Table 1: Surgical skill classification results (%)
表 1: 手术技能分类结果 (%)
| 方法 | Suturing MicroMacro | Micro | NeedlePassing Macro | Knot Tying MicroMacro |
|---|---|---|---|---|
| S-HMM [13] | 97.4 n/a | 96.2 | n/a | 94.4 n/a |
| ApEn [19] Sax-Vsm [4] | 100 n/a | 100 | n/a | 99.9 n/a |
| CNN (proposed) | 89.7 86.7 100 100 | 96.3 100 | 95.8 100 | 61.1 53.3 92.1 93.2 |
3.2 Feedback visualization
3.2 反馈可视化
The CAM technique allows us to visualize which parts of the trial contributes the most to a certain skill classification. Patterns in movements could be understood by identifying for example disc rim i native behaviors specific to a novice or an expert. We can also pinpoint to the trainees their good/bad movements in order to improve themselves and achieve potentially higher skill levels.
CAM技术能让我们直观看到试验中哪些部分对特定技能分类贡献最大。通过识别新手或专家特有的动作模式(例如飞盘边缘操控),可以理解运动规律。我们还能精准指出学员动作的优劣,帮助他们改进并可能达到更高技能水平。
Figure 2 gives an example on how to visualize the feedback for the trainee by constructing a heatmap from the CAM. A trial of a novice subject is studied: its last frame is shown in Figure 2a and its corresponding heatmap is illustrated in Figure 2b. In the latter, the model was able to detect which movements (red area) were the main reason behind subject H’s classification (as a novice). This feedback could be used to explain to a young surgeon which movements are classifying him/her as a novice and which ones are classifying another subject as an expert. Thus, the feedback could guide the novices into becoming experts.
图 2: 展示了如何通过从CAM构建热图来可视化对学员的反馈。研究了一名新手受试者的试验:其最后一帧如图2a所示,对应的热图如图2b所示。在后者中,模型能够检测出哪些动作(红色区域)是受试者H被分类为新手的主要原因。这种反馈可用于向年轻外科医生解释哪些动作导致其被归类为新手,而哪些动作使其他受试者被归类为专家。因此,该反馈可以引导新手成长为专家。

Fig. 2: Example of feedback using Class Activation Map (a video illustrating this feedback is available on https://germain-forestier.info/src/ miccai2018/).
图 2: 使用类别激活图 (Class Activation Map) 的反馈示例 (演示视频详见 https://germain-forestier.info/src/miccai2018/)。
4 Conclusion
4 结论
In this paper, we presented a new method for classifying surgical skills.
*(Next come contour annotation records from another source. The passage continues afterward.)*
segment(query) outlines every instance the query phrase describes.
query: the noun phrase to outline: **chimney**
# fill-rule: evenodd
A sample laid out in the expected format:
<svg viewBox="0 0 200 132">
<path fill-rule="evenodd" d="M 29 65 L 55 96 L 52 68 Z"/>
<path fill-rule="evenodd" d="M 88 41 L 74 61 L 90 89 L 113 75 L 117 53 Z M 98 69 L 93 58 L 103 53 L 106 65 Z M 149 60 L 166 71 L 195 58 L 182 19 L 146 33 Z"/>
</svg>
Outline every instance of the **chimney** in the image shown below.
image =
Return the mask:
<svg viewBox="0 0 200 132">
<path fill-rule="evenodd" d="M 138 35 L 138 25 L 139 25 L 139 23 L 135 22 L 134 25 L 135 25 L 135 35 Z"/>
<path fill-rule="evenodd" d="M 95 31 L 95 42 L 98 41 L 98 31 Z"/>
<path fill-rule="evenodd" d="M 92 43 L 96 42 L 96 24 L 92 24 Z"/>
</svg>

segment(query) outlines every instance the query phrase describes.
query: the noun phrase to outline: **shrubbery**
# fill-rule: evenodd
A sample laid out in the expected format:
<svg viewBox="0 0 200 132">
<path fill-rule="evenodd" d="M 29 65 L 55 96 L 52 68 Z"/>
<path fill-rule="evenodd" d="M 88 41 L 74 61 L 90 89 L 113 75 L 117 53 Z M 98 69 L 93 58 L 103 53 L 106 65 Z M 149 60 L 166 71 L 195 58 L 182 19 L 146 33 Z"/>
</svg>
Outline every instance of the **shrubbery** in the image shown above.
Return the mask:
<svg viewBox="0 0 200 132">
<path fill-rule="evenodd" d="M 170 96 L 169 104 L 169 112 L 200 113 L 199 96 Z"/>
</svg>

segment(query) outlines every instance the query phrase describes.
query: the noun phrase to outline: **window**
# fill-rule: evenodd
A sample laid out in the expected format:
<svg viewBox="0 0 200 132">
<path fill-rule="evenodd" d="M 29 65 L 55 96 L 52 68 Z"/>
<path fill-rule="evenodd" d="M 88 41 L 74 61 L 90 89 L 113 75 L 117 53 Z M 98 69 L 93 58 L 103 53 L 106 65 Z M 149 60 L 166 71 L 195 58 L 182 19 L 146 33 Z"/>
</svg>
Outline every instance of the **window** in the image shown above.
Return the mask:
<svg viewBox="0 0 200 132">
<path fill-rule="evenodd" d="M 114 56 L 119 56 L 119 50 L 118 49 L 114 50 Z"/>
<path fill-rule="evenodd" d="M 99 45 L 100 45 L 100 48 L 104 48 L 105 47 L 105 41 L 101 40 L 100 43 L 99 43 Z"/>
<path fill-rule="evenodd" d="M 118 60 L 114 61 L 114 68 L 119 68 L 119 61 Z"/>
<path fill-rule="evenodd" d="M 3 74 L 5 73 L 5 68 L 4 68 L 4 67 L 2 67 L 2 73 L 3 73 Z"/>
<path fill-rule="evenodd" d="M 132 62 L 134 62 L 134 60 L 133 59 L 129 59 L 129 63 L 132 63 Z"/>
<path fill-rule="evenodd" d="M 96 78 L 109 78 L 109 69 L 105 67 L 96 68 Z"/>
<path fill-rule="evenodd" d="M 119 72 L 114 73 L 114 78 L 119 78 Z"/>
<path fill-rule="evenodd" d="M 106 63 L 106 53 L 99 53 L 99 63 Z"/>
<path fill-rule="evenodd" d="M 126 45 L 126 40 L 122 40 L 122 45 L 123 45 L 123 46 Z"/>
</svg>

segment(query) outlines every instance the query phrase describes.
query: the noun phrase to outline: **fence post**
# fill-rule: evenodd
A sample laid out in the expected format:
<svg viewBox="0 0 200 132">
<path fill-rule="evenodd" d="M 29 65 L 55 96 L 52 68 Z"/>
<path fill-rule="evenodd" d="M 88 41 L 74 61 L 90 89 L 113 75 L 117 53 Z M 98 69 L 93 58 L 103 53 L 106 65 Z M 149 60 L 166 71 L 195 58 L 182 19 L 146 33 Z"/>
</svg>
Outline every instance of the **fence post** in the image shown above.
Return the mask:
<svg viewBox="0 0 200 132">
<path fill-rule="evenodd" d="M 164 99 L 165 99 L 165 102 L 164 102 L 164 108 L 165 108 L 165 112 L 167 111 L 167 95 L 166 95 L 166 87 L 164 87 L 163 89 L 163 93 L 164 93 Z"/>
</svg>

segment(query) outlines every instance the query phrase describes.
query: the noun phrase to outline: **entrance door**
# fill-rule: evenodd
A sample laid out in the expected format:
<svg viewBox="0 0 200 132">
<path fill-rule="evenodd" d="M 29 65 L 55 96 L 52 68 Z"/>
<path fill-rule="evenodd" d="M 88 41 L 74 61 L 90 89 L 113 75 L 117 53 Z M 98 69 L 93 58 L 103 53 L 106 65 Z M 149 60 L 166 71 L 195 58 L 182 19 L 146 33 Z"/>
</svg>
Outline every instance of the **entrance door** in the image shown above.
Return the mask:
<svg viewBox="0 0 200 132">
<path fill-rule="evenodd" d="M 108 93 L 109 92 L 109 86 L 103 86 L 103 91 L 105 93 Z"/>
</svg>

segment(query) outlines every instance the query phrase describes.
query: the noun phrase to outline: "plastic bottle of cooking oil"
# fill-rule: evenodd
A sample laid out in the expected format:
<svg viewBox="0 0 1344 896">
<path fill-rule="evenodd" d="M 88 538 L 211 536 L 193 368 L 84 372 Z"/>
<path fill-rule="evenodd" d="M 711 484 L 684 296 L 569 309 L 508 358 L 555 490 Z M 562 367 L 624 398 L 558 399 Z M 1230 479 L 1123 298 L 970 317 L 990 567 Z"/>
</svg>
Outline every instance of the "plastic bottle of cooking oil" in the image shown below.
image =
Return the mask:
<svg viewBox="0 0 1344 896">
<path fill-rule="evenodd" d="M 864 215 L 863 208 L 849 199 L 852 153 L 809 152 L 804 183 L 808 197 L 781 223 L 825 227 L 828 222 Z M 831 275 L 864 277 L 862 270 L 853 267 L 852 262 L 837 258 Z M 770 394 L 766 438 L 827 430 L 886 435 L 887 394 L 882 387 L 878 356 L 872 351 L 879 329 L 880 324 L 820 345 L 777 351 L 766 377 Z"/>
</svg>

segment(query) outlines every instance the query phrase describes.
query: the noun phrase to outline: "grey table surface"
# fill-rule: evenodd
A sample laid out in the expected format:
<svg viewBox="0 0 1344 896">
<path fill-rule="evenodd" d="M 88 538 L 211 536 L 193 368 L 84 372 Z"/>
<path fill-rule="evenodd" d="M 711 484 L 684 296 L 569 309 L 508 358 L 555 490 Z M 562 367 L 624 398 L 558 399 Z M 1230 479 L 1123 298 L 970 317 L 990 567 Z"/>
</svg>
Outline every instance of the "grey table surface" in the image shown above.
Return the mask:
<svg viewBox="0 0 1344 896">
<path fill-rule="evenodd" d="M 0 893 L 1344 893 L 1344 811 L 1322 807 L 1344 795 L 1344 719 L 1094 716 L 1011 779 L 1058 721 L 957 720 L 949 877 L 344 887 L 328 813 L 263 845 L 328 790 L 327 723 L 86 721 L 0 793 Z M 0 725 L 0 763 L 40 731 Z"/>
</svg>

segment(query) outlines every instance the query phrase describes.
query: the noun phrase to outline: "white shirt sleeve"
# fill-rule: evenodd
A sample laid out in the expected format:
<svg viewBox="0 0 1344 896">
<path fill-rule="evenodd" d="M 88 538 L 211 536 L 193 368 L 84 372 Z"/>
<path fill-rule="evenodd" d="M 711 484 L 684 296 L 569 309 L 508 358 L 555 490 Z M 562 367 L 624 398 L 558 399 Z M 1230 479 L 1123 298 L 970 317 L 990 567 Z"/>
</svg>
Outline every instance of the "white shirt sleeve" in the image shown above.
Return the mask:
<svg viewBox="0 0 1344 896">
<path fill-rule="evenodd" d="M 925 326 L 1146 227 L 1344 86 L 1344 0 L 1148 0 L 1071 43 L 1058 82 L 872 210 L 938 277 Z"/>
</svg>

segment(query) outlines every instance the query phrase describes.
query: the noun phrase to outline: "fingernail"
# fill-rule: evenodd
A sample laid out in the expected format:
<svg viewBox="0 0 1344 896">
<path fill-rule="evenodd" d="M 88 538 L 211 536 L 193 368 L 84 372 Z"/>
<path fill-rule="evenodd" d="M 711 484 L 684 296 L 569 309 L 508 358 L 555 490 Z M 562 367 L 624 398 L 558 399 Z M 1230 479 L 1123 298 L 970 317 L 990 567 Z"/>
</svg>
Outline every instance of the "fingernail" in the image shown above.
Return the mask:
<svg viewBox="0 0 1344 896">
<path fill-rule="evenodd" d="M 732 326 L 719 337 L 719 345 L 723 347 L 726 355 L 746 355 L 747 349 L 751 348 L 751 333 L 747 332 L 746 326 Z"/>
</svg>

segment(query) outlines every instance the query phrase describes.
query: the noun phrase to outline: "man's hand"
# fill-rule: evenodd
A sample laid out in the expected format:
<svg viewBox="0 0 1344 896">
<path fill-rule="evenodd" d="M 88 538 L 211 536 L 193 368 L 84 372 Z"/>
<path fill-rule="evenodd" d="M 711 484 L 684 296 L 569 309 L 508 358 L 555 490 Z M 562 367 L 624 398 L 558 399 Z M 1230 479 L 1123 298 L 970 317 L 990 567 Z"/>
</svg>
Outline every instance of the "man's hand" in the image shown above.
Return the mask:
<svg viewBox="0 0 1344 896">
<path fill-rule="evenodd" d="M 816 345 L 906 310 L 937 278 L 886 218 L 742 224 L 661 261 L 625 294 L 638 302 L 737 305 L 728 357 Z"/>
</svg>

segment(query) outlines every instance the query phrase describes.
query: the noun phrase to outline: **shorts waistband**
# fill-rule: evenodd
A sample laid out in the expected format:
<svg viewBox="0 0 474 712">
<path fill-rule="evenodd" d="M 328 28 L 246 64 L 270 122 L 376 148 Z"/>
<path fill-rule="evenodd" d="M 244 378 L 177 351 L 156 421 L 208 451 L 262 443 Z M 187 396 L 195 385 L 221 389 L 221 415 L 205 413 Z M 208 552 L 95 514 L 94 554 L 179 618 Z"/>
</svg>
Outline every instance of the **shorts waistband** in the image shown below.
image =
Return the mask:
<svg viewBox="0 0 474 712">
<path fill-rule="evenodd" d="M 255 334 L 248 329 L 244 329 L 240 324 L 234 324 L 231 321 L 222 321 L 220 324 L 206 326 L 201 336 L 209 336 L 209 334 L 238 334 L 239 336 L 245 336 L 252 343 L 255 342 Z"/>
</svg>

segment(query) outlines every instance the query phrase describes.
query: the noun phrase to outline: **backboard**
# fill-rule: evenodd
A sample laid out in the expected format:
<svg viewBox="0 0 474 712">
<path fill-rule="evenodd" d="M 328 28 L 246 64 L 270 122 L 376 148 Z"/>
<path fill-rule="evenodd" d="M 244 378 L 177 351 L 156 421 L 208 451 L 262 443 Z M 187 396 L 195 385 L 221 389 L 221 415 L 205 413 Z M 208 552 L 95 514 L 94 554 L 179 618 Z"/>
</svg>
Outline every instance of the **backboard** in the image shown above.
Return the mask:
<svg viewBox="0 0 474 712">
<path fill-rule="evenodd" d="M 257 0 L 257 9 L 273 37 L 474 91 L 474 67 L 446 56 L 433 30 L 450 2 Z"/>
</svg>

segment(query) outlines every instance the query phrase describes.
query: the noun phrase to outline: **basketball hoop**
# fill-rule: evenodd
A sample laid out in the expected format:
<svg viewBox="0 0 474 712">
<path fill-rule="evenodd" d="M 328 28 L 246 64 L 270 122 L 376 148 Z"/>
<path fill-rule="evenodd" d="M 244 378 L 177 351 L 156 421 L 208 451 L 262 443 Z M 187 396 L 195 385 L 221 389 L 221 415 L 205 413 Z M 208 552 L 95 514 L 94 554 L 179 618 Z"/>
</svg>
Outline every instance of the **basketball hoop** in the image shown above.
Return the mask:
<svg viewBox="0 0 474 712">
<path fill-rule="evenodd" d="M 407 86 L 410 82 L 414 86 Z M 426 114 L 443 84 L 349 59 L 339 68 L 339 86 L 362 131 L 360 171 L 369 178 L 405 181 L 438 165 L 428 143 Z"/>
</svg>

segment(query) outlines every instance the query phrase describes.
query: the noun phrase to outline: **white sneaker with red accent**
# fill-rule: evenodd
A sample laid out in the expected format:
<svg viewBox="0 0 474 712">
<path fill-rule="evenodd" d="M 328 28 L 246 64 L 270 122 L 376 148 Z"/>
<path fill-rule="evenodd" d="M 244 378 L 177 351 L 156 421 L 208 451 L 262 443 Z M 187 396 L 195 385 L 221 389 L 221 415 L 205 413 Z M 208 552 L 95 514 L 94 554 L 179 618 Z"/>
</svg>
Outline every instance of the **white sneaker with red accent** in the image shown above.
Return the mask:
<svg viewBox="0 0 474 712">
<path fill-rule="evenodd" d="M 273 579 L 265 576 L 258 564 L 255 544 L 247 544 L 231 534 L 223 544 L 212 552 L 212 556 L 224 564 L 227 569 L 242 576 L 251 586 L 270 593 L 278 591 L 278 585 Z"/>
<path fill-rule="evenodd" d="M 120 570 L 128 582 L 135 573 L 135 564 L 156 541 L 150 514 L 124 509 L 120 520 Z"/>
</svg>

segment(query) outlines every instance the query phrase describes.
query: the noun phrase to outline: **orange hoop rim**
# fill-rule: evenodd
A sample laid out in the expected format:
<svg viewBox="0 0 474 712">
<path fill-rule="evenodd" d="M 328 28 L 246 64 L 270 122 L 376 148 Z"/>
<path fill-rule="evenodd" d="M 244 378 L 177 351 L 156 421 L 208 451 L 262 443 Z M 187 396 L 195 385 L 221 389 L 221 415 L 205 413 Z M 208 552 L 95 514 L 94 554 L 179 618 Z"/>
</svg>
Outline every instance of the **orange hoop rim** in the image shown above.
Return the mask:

By designing a specific CNN, we achieved $100%$ accuracy, while providing interpret ability that justifies a certain skill evaluation, which reduces the CNN’s black-box effect.
本文提出了一种新的手术技能分类方法。通过设计特定的CNN (Convolutional Neural Network) ,我们实现了100%的准确率,同时提供了可解释性来证明特定技能评估的合理性,从而降低了CNN的黑箱效应。
In our future work, due to the natural extension of CNNs to image classification, we aim at developing a unified CNN framework that uses both video and kinematic data to classify surgical skills accurately and to provide highly interpret able feedback for the trainee.
在我们的未来工作中,由于CNN(卷积神经网络)在图像分类上的自然扩展,我们旨在开发一个统一的CNN框架,同时利用视频和运动学数据来准确分类手术技能,并为学员提供高度可解释的反馈。